第11話 紙一重
買い物を済ませてから次に向かったのは、俺が昨日まで働いていたアルバイト先である国道沿いのファミリーレストラン。
お店に入ると、昨日の事情を知っていた店長が、心配したように駆け寄ってきてくれた。
俺は店長に事情を説明する。学校側に見つかってしまった以上、これ以上迷惑を掛けるわけにはいかないということ、今隣にいる先生にアルバイトを辞めるように推奨されたという二つの理由から、今日付けでアルバイトを辞めさせて欲しいという意を伝えた。
店長には「いやいや、こっちこそ守ってあげられなくて済まない」と謝られ、「これから大変だろうけど、何かあったときはいつでも相談に乗るからね」と優しく微笑みかけてくれた。
突然辞めさせてもらいます。という俺の身勝手な事情にも関わらず、店長は嫌な顔一つせずにずっと俺を最後まで心配してくれた。
その店長と俺のやりとりを見て、後ろで穂波さんが鼻をすすっていたのは何かの勘違いだろう。おそらく、目にゴミでも入っちゃって思わず出てきちゃったんだよね? それか、お店のハウスダストにやられて、突然鼻水が出てきちゃったんだよね、そうだよね? 真相は本人以外、知る由もない。
俺はその後も、何度も何度も店長に頭を下げながらお店を後にした。
帰り道の途中、ふと穂波さんが微笑みながら呟いた。
「今回のアルバイトの件は、店長さんの人の良さに免じて、学校側には黙っておいてあげるわ」
「本当ですか!?」
「えぇ……運に感謝するのね」
俺は思わず握りこぶしを作ってガッツポーズを作る。
やったー免除だぁぁぁ! これで、停学処分もなし! 内申にも傷が付かずに済む!
俺が助手席で一人喜んでいると、穂波さんが運転しながらぼそっと呟いた。
「それにしても、本当にいい店長さんだったね……」
「はい、いつも気を配ってくれていましたから」
店長とアルバイトという立場の違いから、俺は店長には頼まなかったのだが、もし店長に、GWの間だけでも家に泊らせてくれないかと頼んでいたら、泊まらせてくれたのかもしれない。そうしたら、今こうして穂波さんの家に居候させてもらうこともなくて……
もしかしたら、違う結果になっていたのかもしれない。
そう考えると、ほんと人生というものは紙一重である。
だが、俺は今の状況に後悔はない。
だって、アルバイトをしないで、高校卒業まで担任の先生の家で居候させてもらえることになったんだもん。(同居人はポンコツだけど)
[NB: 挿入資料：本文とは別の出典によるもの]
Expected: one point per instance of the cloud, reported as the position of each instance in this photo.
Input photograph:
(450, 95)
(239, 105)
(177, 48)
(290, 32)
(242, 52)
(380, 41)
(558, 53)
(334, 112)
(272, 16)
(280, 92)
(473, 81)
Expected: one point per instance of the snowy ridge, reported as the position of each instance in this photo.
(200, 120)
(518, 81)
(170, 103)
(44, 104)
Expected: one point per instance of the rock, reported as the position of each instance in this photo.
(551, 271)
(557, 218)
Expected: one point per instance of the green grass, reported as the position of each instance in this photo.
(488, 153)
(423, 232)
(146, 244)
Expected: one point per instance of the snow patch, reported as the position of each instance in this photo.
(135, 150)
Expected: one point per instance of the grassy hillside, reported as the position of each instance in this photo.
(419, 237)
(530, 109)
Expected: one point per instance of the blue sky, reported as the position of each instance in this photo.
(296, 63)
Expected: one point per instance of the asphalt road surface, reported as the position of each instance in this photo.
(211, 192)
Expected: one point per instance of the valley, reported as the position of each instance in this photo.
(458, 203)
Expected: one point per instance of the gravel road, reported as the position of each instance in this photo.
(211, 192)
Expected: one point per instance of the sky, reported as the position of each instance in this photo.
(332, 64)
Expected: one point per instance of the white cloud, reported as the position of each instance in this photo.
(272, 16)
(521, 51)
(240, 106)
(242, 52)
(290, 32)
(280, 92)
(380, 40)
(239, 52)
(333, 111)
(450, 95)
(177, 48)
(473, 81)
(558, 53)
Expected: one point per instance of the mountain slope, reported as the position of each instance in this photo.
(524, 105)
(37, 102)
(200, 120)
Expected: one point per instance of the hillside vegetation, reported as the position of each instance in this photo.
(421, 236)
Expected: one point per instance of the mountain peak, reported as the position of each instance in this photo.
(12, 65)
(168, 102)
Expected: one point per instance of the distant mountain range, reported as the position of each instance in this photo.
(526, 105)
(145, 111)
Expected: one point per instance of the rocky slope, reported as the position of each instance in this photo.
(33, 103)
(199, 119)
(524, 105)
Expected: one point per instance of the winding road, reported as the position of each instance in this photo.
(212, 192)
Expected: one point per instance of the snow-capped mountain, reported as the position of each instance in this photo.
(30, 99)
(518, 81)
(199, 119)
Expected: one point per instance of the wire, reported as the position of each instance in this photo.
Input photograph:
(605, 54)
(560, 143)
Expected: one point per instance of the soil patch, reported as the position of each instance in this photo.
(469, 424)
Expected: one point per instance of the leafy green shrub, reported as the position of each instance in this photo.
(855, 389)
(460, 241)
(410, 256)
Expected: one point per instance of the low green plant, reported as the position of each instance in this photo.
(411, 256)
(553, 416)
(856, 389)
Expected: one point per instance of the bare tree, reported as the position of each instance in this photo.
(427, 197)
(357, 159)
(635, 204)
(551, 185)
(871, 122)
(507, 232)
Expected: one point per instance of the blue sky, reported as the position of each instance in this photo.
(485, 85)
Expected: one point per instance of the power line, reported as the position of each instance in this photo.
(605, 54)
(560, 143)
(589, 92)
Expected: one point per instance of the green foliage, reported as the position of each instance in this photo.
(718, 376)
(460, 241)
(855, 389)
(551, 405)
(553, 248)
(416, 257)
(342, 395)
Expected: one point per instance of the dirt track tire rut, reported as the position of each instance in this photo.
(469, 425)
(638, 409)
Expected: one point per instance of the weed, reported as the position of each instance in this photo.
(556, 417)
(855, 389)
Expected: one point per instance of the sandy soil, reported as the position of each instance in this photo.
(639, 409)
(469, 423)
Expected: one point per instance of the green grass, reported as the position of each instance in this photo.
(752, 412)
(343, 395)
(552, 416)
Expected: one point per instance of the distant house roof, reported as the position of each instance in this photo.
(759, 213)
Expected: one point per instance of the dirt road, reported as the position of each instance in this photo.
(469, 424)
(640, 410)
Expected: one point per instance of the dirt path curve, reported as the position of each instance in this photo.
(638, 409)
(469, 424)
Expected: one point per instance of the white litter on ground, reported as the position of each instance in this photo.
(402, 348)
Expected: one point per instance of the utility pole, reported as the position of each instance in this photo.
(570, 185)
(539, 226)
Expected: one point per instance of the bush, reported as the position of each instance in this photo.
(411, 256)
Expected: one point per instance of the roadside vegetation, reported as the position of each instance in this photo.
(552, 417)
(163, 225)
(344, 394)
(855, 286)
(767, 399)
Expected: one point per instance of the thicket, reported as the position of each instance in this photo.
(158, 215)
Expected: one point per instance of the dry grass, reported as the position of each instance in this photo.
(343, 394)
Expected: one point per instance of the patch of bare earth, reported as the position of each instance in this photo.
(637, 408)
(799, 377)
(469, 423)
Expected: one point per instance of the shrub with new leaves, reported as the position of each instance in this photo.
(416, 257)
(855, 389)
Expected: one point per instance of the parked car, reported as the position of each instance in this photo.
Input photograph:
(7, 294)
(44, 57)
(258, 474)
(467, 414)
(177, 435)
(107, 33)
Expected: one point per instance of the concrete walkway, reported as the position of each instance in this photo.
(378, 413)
特にお金の心配をしなくていいというのは、精神的にも非常に楽である。最低限の家事をしていれば、お小遣いも入ってくるし。(同居人はポンコツだけど)
もしかしたら、テスト範囲だって教えてくれるかもしれない。(同居人はポンコツだけど)
まあ? 一応穂波さん見た目は美人だし、こんな綺麗な大人の女性と一緒に暮らせるなら、そりゃちょっと心躍らなくもないし? ほら、アルバイトの件見逃してくれたし、優しい所もあるし? とも思っておいてやろう。(ポンコツだけど!)
「ま、まあ……俺としてはもっとしっかりしてくれてたら、ありっちゃありだったんですけどねぇ……」
「なぁに独り言ぶつぶつ言ってるのよ」
はっと我に返る。どうやら口に出てしまっていたらしい。
「いや、なんでも……」
俺は一つ咳ばらいをして誤魔化した。
穂波さんは俺の方を見ることなく、真剣な表情で前を見て愛車のリーフを運転している。
穂波さん、ポンコツの割には車の運転は上手だよな……
アクセルもなめらかで、ブレーキも程よい感じでガクってならないし。
「今、凄い失礼なこと考えてたでしょ?」
「なっ、なぜわかった!?」
「それくらい見なくても分かるわよ」
呆れたような表情を穂波さんは浮かべるが、視線は前を見たままだ。
「これでも私、伊達に教師やってないわよ」
「いや……教師と運転関係ない気が……」
「どちらも責任を伴うのよ」
「うまいこと言ったぜ! みたいな顔してますけど、全然整ってないし、何にもなってませんからね?」
「う、うるさいわね。別にいいでしょ。私が勝手に考えたことなんだから」
そう言って、恥ずかしそうに頬を染める穂波さん。
やっぱり根の部分はポンコツらしい。